Robert Guédiguian : un président chaleureux
Même s’il est ami de longue date avec Claude-Eric Poiroux, le Délégué Général du Festival, Robert Guédiguian ne s’attendait pas vraiment à ce qu’on l’appelle pour présider aux destinées des jeunes réalisateurs européens dans le cadre du Festival Premiers Plans d’Angers. Il est plutôt ravi d’être sur place au milieu de ce petit monde du cinéma qu’il affectionne tout particulièrement.

Lui-même aurait aimé qu’un festival de ce type ait existé lors de ses débuts. « S’il avait été créé à cette époque nous aurions présenté un film. Nous avons eu des prix pour nos premiers films, on aurait certainement eu une chance à Angers », affirme Robert Guédiguian avec de la malice dans les yeux, démontrant en utilisant le pronom « nous » qu’il a l’esprit d’équipe chevillé au corps. « Un prix, si petit soit-il, c’est très utile pour un réalisateur. Ça permet de le faire connaître au public et de faire sa notoriété. »

Confortablement installé à Angers, le scénariste, producteur et surtout réalisateur, prend son rôle de Président très au sérieux, tout en amenant sa bonne humeur au sein du groupe qu’il anime. « Je n’assure pas un présidence protocolaire. J’aime bien mettre de l’ambiance au cours de nos rencontres et je vérifie que tous les jurés sont bien nourris, qu’ils ne se perdent pas dans la ville d’Angers lorsqu’on se déplace ».
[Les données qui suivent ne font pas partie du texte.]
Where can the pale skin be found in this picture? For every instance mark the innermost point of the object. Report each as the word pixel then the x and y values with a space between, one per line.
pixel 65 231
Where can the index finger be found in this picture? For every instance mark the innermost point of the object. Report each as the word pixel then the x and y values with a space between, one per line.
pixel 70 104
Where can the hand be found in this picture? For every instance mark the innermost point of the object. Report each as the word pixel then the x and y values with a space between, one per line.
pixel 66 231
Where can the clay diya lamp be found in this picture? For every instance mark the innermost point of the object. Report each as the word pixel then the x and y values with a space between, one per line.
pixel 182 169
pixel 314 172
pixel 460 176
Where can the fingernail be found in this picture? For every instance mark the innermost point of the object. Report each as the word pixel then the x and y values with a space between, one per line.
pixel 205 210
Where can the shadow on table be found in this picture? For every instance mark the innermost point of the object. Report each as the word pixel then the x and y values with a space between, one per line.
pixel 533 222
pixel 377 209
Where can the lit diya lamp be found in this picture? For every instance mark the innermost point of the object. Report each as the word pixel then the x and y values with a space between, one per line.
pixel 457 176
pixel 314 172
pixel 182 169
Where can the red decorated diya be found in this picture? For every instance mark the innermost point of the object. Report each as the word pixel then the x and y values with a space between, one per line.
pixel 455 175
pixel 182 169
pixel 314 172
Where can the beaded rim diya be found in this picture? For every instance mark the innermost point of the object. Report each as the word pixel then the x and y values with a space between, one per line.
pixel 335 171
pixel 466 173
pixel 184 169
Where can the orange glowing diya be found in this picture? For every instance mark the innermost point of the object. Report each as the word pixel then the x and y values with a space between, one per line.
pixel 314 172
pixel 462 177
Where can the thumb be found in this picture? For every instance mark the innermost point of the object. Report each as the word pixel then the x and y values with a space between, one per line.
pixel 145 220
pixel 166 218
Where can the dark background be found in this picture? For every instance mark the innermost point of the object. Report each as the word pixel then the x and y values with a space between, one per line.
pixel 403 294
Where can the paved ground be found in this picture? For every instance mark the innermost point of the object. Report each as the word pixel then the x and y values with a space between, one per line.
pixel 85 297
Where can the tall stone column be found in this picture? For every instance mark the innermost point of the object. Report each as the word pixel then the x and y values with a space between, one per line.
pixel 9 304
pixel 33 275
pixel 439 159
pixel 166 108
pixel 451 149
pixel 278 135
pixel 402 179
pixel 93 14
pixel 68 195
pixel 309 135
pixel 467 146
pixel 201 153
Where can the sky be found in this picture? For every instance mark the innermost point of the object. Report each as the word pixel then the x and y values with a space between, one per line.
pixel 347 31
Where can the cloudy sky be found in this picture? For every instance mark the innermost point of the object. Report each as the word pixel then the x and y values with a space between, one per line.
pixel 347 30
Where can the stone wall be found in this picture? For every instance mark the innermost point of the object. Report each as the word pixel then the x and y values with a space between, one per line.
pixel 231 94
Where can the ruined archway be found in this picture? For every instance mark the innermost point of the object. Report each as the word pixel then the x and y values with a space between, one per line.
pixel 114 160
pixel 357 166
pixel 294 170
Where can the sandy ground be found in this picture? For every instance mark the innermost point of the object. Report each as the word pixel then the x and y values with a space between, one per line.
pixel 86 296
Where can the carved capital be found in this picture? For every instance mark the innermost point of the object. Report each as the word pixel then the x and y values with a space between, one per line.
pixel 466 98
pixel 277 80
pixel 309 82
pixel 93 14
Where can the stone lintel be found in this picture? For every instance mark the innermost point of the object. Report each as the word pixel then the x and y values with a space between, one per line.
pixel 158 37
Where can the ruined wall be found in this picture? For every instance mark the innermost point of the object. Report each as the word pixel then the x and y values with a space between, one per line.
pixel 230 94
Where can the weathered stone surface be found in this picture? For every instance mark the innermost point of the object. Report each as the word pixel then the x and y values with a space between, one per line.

Coté choix, c’est peut-encore un peu top pour savoir quel est le long métrage qui retiendra son attention, mais déjà on peut savoir qu’en producteur qu’il est, Robert Guédiguian, analyse les films dans ses moindres détails. « Nous allons essayer de retenir le film qui nous procure le plus d’émotion. Le fond, la forme, le jeu des acteurs, le scénario, tout doit retenir l’attention des membres du jury. Nous allons mettre dans ce choix tout notre amour du cinéma. »

Sur le plan de l’intérêt, Robert Guédiguian, trouve l’expérience angevine, surtout lorsqu’il s’agit de primo- réalisateurs, enrichissante et intéressante, faisant même ressortir son engagement pour les grandes causes et notamment pour le monde ouvrier : « Il faut qu’à un moment où l’autre de sa carrière de cinéaste on assure cette fonction. Ça nous permet de connaître les tendances et surtout d’agir pour que le cinéma soit défendu, car il en bien besoin »

Robert Guédiguian à commencé sa carrière en 1980 avec un film intitulé « Dernier été ». Il a été révélé au grand public en 1997 pour son film « Marius et Jeannette », lequel a obtenu le prix Louis-Delluc et un César pour la meilleure actrice attribué à Ariane Ascaride, sa compagne, également présente à Angers.

Le réalisateur termine son 17e film lequel, véritable retour aux sources dans les milieux ouvriers de sa ville natale, est inspiré de « La légende des siècles » de Victor Hugo. Ce film qui s’intitule « Les pauvres gens » est une coupe dans le monde ouvrier d’aujourd’hui. « J’ai pu en retournant filmer dans mon quartier de l’Estaque, vérifier les changements qui se sont opérés. C’est une sorte de Marius et Jeannette en 2010 », confirme le réalisateur avec son sourire et son accent marseillais.